Generative AI has made impressive advances in creating music, art, and even virtual worlds that were once thought to be exclusively the domain of human creators. However, with such power comes great responsibility, and we must be mindful of the ethical implications of our creations. In this session, we will explore the intersection of generative AI, ethics, and accessibility. We will examine ethical considerations related to bias, transparency, and ownership, as well as the challenges of making generative AI accessible to individuals with disabilities and those from underrepresented communities.

SLIDES | RECORDING

TWITTER THREAD SUMMARY OF THE TALK:

  • Use of generative AI to improve accessibility and the lives of people with disabilities
    • 1/20: When developing generative AI, ethical considerations should be at the forefront of our minds. Those of us who are building AI systems, and helping others use AI should educate everyone we interact with to build more responsibly. #AIethics #generativeAI #inclusiveAI
    • 2/20: For example, voice technology combined with generative capabilities can improve the lives of people with disabilities. Noelle has seen firsthand how these technologies helped her family members, and how much more needs to be done still.
    • 3/20: Generative AI has the potential to make conversational agents more efficient by eliminating the need for explicit mapping of intent and therefore better flexibility to various levels of need and speech / communication patterns.
    • 4/20: It is important for AI models to be flexible to accommodate new use cases and user personas over time.
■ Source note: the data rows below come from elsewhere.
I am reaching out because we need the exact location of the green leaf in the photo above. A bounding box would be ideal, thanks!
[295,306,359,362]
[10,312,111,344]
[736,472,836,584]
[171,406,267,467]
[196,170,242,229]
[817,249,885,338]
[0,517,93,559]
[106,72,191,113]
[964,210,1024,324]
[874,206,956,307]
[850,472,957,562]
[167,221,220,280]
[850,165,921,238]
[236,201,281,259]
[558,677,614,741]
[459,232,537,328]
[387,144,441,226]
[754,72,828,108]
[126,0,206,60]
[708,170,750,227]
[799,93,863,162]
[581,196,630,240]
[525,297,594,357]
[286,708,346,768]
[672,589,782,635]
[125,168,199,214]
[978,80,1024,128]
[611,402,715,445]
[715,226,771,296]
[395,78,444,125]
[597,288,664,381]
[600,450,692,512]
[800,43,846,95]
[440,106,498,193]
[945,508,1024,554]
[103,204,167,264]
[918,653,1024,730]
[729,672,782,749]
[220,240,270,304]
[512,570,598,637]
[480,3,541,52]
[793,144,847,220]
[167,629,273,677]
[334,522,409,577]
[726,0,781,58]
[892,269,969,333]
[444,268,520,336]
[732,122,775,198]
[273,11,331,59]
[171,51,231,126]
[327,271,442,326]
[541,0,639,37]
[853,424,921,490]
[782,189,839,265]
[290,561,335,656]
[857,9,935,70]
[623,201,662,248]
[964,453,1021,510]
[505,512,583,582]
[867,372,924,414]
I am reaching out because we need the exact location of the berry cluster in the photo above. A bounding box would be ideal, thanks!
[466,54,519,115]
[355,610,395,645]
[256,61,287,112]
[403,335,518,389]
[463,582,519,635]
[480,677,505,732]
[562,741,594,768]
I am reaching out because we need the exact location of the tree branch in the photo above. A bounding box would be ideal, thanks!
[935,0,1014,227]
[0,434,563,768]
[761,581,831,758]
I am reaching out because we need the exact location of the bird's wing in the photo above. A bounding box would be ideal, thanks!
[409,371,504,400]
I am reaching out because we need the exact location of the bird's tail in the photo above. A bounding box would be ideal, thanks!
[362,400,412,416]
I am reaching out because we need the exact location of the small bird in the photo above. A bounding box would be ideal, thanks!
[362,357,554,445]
By incorporating flexible and inclusive design principles, AI developers can ensure that their technologies are accessible and beneficial to everyone.
    • 5/20: Inclusive engineering is crucial for building good AI solutions. It involves team building and data collection with diverse perspectives in mind. One of the best ways to achieve this is hiring diverse teams with different backgrounds, opinions, needs, and demographics.
  • Managing and moderating LLMs to reduce bias, and increase fairness
    • 6/20: Deliberate choices that companies make can reduce the impact of bias, and mitigate risks. Mitigating potential issues with LLMs requires a comprehensive approach, including diverse datasets, fine-tuning foundation models, utilizing hardware resources, managing content, and continuous monitoring.
    • 7/20: LLMs are trained on data sets generated by humans, and the awareness of potential sources of bias and inaccuracies in that data is crucial. Diverse datasets are necessary when training LLMs to reduce the impact of those imperfections.
    • 8/20: LLMs make assumptions based on training data. This can result in incorrect conclusions. Noelle mentioned that a falsely attributed scholarly article was taken as true by an LLM because it was making assumptions based on the training data.
    • 9/20: There is a need for inclusive data collection to ensure that AI solutions represent end users. Inclusive data collection along with keeping track of lineage and context can help mitigate biases that may be present in training data.
    • 10/20: LLMs can amplify bias over time, but there are ways to mitigate its impact. Having a human-in-the-loop process to monitor, manage and control the LLMs is crucial. #AmplificationOfBias #HumanInLoop
    • 11/20: LLMs can speed up the process of generating content, but if not managed at scale, it can slow down the process by generating inappropriate or poor-quality content. Moderation and management of the content generated by LLMs are crucial. #ContentGeneration #Moderation
    • 12/20: Specific performance metrics for LLMs are essential to understand what is a good model and what is not. Continuous monitoring by a human team is necessary to ensure that the model is working correctly. #PerformanceMetrics #ContinuousMonitoring
  • Versatility and scalability of potential LLM use cases
    • 13/20: LLMs are built on foundation models that can be fine-tuned to fit specific business needs. This allows businesses to create LLMs tailored to their specific needs and goals, making them increasingly popular with companies willing to invest in them.
    • 14/20: The demand for LLMs is growing rapidly, and ML developers need to be able to build and deploy them quickly to meet the demand. This puts a premium on rapid development and deployment processes.
    • 15/20: LLMs can do more than just conversation. They can generate natural language requests and responses from various sources, including customer signals, website data, and ticketing systems. They can even be used to automatically formulate human questions and generate Power BI dashboards.
    • 16/20: Next generations of LLMs might be multi-modal which means that they can combine different types of input, such as images and text, to generate output. This makes them valuable in a variety of contexts and use cases.
    • 17/20: LLMs require significant hardware resources to operate, and only a few labs in the world can support the required hardware. A balance has to be made between building internally, using offerings from mainstream vendors, and ones from emergent providers.
  • Challenges and Risks of LLMs
    • 18/20: Organizations have a responsibility to guard against potential legal issues when using LLMs. Noelle emphasized the responsibility of organizations to think through potential legal issues and approach projects with an awareness of the risks involved.
    • 19/20: Evaluating risks and mitigating them in the solution is important. There are use cases for LLMs that are relatively easy to approach and mitigate risks, such as customer call centers and customer service ticketing. However, more rigor and discipline are required for projects using codex, which were trained on Github repos.
    • 20/20: Indemnification is important when using LLMs to protect against ownership challenges that may arise in the future. Enterprise level solutions provide more indemnification than research models like Dalle, especially if the model is not custom trained on your own art.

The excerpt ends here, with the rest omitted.